Presentation: Months of facial pressure, purulent drainage, and reduced smell; anterior rhinoscopy limited by edema.
Service: Diagnostic nasal endoscopy performed to evaluate middle meatus and drainage pathways; purulence and edema documented; plan includes targeted medical therapy and imaging consideration.
Coding logic: Report 31231 once. If a separately identifiable E/M was performed (e.g., management of comorbid conditions, separate complaint, or significant decision-making), report E/M with -25 supported by distinct documentation.
Setting: Office or outpatient clinic.
Presentation: Recurrent unilateral epistaxis; no anterior source visualized.
Service: Diagnostic nasal endoscopy identifies posterior septal vessel; findings documented; management plan created (topical therapy, cautery planning, or further workup).
Coding logic: Report 31231 once. Documentation should clearly state why endoscopy was needed and what was found; ENT clinical indicators emphasize documenting indication and findings.
Setting: ENT office.
Presentation: Chronic nasal obstruction plus a separate voice complaint (hoarseness) requiring laryngeal evaluation.
Service: Nasal endoscopy performed for sinonasal evaluation; diagnostic laryngoscopy performed for hoarseness workup.
Coding logic: Follow ENT guidance for same-day nasal endoscopy and laryngoscopy. If separately reportable under payer edits, documentation must clearly support distinct indications and distinct evaluation content. Use distinct-procedure modifiers only when appropriate and supported.
Setting: Postoperative follow-up after prior sinonasal surgery.
Service: Endoscopic evaluation is performed as part of postoperative management; payer policy may distinguish diagnostic evaluation from debridement and may impose modifier and global-period rules depending on the prior procedure.

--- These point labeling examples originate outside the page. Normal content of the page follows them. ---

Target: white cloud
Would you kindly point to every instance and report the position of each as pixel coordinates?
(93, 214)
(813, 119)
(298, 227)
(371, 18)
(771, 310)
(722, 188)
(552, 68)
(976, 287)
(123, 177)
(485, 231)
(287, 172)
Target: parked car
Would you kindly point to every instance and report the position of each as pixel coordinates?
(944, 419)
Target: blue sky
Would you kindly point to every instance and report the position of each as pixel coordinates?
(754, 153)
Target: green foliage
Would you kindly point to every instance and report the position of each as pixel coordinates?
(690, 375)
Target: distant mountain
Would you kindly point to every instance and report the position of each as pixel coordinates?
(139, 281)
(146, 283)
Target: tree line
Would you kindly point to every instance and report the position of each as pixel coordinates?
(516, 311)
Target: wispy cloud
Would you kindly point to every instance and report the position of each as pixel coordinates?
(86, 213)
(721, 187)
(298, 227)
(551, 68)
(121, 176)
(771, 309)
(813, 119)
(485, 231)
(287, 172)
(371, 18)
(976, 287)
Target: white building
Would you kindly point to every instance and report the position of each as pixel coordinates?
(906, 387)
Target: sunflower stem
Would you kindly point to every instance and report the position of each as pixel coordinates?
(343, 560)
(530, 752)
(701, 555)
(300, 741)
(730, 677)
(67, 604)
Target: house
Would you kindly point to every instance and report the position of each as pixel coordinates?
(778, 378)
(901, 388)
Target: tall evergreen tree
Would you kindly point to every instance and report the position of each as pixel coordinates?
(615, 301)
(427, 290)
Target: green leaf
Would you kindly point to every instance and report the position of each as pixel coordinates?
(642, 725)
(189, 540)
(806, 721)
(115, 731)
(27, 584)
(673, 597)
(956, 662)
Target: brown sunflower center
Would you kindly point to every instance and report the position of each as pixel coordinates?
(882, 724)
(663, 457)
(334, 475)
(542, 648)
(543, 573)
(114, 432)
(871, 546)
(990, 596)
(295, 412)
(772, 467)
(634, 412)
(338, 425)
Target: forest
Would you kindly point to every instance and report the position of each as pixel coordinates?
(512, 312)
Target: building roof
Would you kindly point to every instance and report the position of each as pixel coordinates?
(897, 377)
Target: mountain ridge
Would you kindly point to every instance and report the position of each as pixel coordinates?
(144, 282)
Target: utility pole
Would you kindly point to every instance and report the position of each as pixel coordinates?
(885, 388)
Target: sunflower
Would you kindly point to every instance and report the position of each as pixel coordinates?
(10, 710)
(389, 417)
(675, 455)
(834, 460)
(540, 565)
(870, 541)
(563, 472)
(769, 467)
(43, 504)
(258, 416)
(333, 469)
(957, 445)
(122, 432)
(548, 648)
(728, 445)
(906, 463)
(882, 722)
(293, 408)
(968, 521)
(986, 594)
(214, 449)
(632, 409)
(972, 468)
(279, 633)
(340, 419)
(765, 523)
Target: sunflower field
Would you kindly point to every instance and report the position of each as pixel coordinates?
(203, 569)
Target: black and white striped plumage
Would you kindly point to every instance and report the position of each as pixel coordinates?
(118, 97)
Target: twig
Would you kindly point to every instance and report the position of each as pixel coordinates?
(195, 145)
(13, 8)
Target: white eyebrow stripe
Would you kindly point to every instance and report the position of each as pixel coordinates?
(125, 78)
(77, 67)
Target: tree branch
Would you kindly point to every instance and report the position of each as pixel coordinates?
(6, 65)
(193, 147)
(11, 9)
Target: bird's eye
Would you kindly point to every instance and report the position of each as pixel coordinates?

Coding logic: Ensure the code billed matches the service performed (diagnostic evaluation vs debridement) and follow payer postoperative policy guidance where applicable.
Setting: Office.
Service: Nasal endoscopy performed on both sides.
Common error: Reporting 31231 with modifier 50 or billing two units for “right and left.”
Correct approach: Report 31231 once and document bilateral findings in the procedure note. ENT clinical indicators and CPT descriptor logic support one-line reporting.
© Copyright 2026 American Medical Association. All rights reserved.
The CPT® Code 31231 refers to a diagnostic nasal endoscopy procedure, which can be performed unilaterally or bilaterally as a separate procedure. This procedure involves the use of a topical nasal decongestant and a local anesthetic, often combined with a vasoconstrictor, to facilitate the examination of the nasal cavity. During the procedure, a nasal telescope, which can be either a rigid or flexible endoscope, is inserted into the nasal passages. The primary objective of this endoscopic examination is to inspect the nasal cavity for any signs of disease or abnormalities. The examination begins at the vestibule of the nose and systematically progresses to the floor and inferior meatus, continuing to the inferior choana. If accessible, the sphenoethmoid recess is also examined. Additionally, the procedure may include a thorough inspection of the frontal recess, middle and superior meatus, middle and superior choana, internal nares, and nasopharynx. To enhance the diagnostic capability, the endoscopic examination can be supplemented with a camera, allowing images to be displayed on a video monitor, recorded on a VCR, or captured digitally for further analysis and documentation.